Pour Aneke Rune, le problème réside surtout dans le « trop grand nombre de tournois obligatoires ». En réalité, aucun tournoi n’est, à proprement parler, obligatoire. Toutefois, les 30 meilleurs joueurs mondiaux de 2024 doivent prendre part à huit des neuf Masters 1000 de la saison (sauf celui de Monte-Carlo), cinq ATP 500, dont un forcément après l’US Open (généralement fin août-début septembre), et aux finales ATP pour les huit qualifiés et leurs remplaçants, sous peine de sanction financière. Se pose aussi, forcément, la question des points à défendre au classement mondial : en cas d’absence, le joueur se voit infliger un zéro.
De quoi faire prendre la raquette à des hommes blessés ou malades, déplorait le Norvégien Casper Ruud, après son élimination au 2e tour de Roland-Garros, cet été, tournoi qu’il a disputé sous anti-inflammatoires en raison d’une douleur à un genou.
La densité du calendrier est telle que certains sont contraints à des choix difficiles, que le public a parfois du mal à comprendre. L’Italien Jannik Sinner s’est ainsi attiré les foudres de la presse transalpine après avoir annoncé qu’il ne représenterait pas son pays lors de la phase finale de la Coupe Davis, à Bologne, du 18 au 23 novembre.
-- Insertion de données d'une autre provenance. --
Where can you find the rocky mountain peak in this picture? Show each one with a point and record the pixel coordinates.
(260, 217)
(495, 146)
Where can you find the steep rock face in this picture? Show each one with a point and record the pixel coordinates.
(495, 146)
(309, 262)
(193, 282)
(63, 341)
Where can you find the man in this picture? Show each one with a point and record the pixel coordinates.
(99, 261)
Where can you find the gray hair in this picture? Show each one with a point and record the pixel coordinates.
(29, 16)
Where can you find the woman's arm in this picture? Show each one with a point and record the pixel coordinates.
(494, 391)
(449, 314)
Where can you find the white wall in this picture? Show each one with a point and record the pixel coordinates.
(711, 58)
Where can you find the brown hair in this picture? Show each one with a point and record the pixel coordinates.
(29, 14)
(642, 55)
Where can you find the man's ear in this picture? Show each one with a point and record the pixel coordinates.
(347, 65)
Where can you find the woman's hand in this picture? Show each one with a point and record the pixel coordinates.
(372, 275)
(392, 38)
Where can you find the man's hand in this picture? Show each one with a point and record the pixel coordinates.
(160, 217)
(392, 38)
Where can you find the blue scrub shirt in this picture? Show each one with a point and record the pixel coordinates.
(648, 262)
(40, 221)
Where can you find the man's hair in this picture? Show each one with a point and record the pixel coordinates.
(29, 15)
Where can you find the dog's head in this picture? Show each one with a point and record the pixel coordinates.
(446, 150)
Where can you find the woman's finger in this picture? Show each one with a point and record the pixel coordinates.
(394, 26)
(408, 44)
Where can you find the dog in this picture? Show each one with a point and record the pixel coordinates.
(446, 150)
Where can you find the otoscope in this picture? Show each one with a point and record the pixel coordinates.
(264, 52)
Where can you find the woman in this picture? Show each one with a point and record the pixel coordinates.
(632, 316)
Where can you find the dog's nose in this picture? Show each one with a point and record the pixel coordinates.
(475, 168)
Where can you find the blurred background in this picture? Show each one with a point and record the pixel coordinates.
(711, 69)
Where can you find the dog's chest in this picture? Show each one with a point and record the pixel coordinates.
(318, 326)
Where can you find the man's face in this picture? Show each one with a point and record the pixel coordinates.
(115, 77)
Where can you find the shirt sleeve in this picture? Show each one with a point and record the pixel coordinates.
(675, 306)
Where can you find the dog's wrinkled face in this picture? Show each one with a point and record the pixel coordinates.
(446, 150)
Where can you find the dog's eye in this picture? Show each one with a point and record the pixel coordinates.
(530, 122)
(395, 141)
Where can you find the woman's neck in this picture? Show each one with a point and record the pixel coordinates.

Fatigue physique et mentale
Mise en place en 2025 par l’ATP, sans que les joueurs y aient été associés, la réforme des Masters 1000 a aussi des conséquences délétères. Leur durée est passée de sept à douze jours (à l’exception de Paris et de Monte-Carlo), avec un élargissement du tableau principal de 56 à 96 engagés. Pour l’instance régissant le circuit, ce nouveau format est bénéfique, car il accorde une plus longue plage de repos entre les tours.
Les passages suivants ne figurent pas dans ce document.